Parameter sharing between dependency parsers for related languages
This work addresses the challenge of efficient multilingual parsing for related languages, offering a linguistically motivated solution with practical gains, though it is incremental in refining parameter-sharing strategies.
The paper tackled the problem of determining which parameters to share between neural dependency parsers for related languages, finding that sharing transition classifier parameters consistently improves performance, while sharing word and character LSTM parameters varies in usefulness. The result led to a proposed architecture with tunable sharing, achieving significant improvements over monolingual baselines.

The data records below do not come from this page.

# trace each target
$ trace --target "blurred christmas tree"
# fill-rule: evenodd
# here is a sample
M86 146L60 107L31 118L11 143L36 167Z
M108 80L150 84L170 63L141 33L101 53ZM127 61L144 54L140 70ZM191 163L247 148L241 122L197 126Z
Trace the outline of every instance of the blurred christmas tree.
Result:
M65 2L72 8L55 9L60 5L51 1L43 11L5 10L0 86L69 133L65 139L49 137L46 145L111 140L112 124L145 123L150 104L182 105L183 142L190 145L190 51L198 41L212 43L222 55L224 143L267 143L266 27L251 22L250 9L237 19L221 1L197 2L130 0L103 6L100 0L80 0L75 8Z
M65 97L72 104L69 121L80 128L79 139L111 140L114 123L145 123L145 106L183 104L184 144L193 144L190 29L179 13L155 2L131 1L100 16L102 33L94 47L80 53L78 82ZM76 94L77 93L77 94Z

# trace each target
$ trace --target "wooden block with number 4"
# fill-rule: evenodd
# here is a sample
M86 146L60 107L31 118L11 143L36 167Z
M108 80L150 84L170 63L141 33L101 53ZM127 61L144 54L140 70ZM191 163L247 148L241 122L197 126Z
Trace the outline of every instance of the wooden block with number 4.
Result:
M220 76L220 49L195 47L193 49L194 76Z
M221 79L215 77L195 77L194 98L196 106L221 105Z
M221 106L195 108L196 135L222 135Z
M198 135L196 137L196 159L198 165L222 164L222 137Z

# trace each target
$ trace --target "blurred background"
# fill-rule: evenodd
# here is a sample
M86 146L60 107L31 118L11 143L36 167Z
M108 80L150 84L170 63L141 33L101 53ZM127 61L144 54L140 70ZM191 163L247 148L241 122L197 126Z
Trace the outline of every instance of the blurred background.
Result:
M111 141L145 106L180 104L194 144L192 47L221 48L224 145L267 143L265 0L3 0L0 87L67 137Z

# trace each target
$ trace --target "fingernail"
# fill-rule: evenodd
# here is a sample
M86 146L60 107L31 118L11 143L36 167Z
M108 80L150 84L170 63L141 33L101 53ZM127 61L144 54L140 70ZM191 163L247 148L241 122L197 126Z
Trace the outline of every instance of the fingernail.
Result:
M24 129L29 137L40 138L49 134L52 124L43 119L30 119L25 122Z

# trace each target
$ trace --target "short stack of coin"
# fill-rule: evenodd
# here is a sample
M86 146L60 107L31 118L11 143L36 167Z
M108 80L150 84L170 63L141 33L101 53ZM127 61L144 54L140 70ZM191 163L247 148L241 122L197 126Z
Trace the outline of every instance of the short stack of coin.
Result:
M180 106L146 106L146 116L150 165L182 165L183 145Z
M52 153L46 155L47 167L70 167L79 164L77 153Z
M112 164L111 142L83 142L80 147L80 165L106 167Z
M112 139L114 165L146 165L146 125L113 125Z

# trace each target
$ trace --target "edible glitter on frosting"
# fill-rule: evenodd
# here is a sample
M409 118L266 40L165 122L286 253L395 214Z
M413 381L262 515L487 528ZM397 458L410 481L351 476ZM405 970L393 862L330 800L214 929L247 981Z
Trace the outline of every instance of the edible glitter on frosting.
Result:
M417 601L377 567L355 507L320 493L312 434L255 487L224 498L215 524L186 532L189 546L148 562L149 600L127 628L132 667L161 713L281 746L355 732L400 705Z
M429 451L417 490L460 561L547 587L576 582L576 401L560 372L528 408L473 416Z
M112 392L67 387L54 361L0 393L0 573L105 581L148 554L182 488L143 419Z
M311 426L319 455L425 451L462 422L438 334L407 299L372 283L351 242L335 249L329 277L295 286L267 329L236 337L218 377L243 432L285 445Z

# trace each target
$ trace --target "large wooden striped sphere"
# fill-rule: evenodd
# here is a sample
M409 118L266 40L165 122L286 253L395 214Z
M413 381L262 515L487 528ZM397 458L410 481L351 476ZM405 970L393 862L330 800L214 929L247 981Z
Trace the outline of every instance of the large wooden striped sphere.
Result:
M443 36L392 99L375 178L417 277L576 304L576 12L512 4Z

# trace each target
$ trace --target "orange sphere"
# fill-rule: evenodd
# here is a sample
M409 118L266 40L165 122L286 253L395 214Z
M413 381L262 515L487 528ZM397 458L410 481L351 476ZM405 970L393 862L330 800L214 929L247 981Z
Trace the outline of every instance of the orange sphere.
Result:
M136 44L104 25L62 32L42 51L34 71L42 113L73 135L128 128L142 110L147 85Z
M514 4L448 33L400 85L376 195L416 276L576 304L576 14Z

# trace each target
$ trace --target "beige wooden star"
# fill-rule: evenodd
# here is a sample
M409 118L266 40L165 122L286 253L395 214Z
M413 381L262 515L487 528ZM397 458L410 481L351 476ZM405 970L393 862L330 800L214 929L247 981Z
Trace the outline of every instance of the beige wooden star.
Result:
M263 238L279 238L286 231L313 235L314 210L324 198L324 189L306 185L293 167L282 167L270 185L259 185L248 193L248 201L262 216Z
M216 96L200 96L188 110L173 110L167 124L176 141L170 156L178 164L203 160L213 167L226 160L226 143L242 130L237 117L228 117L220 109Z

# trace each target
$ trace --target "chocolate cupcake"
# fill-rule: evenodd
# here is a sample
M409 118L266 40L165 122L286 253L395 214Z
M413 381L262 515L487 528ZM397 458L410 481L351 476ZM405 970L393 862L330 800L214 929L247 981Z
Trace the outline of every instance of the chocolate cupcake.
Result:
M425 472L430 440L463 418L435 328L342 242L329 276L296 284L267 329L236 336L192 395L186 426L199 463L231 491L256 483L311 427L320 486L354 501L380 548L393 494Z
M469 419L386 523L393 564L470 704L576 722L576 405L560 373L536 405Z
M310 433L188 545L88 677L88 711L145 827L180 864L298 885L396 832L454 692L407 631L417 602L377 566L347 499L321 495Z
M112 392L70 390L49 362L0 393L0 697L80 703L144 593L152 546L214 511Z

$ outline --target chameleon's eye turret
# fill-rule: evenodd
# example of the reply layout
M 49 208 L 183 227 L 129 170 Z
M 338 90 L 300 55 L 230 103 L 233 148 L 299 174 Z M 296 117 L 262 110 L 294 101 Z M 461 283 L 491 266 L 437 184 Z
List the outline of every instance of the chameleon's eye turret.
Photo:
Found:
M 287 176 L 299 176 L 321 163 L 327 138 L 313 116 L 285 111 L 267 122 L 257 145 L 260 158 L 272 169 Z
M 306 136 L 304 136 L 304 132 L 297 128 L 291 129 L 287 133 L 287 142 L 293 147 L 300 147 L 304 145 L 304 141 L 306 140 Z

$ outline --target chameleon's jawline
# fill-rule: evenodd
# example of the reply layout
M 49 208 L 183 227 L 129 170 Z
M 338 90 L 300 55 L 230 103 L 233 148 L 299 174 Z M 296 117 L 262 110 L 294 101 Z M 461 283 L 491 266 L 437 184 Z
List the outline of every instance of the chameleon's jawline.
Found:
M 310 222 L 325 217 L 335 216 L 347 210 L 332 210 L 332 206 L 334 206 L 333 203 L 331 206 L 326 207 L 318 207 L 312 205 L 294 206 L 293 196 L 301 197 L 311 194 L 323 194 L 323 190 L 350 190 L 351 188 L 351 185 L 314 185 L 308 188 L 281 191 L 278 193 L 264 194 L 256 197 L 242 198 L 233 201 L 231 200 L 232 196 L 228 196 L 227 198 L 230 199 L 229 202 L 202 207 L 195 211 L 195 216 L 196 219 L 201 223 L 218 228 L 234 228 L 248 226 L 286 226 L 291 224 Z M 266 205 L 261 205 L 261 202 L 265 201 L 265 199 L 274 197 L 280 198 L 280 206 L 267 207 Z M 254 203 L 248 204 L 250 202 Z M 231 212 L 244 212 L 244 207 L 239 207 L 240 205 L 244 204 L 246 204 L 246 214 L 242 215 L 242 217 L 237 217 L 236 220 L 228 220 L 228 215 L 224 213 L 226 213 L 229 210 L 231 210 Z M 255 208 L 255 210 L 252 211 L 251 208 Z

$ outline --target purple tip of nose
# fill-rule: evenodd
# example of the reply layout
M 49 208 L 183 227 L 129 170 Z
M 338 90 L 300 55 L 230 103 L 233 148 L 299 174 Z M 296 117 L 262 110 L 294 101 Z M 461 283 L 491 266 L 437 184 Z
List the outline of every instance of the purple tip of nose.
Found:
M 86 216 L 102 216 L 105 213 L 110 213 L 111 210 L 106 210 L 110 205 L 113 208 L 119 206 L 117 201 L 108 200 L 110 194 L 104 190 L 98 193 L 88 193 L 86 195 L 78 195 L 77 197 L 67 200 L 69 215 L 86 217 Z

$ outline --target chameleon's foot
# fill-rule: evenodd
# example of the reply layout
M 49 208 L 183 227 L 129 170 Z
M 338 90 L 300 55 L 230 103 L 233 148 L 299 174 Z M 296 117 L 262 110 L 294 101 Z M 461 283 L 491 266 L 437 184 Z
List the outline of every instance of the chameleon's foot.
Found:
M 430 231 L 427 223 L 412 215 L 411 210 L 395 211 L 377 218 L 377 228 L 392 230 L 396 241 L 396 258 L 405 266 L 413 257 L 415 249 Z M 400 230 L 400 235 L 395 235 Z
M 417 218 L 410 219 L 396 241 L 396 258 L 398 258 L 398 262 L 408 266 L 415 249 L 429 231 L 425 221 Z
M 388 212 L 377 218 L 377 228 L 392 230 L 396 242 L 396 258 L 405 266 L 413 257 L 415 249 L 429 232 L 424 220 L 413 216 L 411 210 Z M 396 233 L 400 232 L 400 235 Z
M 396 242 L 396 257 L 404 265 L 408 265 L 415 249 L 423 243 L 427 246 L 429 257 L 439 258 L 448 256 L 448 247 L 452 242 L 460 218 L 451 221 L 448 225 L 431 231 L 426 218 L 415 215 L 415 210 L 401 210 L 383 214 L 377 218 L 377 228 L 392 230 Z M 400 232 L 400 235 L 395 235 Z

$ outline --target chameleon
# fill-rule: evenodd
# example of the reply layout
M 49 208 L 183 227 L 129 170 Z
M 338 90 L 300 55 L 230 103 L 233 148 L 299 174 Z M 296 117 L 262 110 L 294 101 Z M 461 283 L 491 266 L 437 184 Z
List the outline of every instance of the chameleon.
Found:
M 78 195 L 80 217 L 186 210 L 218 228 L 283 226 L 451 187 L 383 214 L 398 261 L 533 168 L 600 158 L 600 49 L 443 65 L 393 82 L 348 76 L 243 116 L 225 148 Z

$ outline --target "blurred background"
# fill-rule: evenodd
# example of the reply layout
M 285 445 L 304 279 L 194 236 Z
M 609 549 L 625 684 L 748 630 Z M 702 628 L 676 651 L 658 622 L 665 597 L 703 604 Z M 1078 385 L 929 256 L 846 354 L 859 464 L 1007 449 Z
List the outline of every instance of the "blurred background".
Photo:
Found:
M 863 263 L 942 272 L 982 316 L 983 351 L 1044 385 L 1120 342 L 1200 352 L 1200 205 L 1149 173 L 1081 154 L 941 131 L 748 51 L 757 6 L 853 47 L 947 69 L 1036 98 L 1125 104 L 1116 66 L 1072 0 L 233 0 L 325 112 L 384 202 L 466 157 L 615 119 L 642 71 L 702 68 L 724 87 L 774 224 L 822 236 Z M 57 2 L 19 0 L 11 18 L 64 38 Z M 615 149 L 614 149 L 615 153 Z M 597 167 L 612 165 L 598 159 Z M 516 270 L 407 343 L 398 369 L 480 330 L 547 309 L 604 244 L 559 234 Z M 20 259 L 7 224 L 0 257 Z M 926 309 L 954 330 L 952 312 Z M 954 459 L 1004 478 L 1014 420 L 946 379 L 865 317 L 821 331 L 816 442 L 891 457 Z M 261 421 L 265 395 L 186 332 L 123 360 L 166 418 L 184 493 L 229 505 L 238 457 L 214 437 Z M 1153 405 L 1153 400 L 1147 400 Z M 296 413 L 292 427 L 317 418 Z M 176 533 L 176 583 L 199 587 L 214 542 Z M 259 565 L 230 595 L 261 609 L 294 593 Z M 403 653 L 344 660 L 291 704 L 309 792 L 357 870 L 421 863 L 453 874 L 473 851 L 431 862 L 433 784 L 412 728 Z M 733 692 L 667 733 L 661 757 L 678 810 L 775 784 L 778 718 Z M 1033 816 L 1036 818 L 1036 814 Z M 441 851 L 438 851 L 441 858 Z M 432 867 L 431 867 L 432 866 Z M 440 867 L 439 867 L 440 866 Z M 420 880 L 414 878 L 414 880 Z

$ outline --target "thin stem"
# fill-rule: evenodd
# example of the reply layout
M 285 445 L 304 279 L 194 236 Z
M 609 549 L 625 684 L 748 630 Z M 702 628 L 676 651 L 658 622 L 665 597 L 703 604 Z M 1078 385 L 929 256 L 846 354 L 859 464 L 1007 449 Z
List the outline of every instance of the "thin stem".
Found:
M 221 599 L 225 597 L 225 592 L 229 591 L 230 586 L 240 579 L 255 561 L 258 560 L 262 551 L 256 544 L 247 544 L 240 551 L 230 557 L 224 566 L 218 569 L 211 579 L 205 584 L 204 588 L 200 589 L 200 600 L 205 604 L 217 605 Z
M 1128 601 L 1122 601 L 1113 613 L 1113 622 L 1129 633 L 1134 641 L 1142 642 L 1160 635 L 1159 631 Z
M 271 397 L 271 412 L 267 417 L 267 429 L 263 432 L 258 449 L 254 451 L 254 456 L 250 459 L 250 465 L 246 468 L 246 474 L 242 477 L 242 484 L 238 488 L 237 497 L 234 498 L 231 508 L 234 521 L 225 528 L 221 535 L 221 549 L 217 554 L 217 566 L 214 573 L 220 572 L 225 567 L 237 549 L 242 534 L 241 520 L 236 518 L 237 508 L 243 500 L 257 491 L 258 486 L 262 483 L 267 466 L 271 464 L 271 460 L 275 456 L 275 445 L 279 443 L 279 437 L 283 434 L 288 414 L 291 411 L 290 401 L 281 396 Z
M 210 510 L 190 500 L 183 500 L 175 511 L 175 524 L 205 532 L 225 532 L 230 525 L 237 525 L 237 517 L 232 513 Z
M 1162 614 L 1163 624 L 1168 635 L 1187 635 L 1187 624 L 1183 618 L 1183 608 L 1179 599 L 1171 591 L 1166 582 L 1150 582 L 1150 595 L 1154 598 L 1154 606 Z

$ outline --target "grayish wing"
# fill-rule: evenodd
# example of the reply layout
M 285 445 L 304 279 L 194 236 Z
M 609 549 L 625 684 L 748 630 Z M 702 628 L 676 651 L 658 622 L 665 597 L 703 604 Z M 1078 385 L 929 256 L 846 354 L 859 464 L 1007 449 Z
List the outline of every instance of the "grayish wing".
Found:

Previous work has suggested that parameter sharing between transition-based neural dependency parsers for related languages can lead to better performance, but there is no consensus on what parameters to share. We present an evaluation of 27 different parameter sharing strategies across 10 languages, representing five pairs of related languages, each pair from a different language family. We find that sharing transition classifier parameters always helps, whereas the usefulness of sharing word and/or character LSTM parameters varies. Based on this result, we propose an architecture where the transition classifier is shared, and the sharing of word and character parameters is controlled by a parameter that can be tuned on validation data. This model is linguistically motivated and obtains significant improvements over a monolingually trained baseline. We also find that sharing transition classifier parameters helps when training a parser on unrelated language pairs, but we find that, in the case of unrelated languages, sharing too many parameters does not help.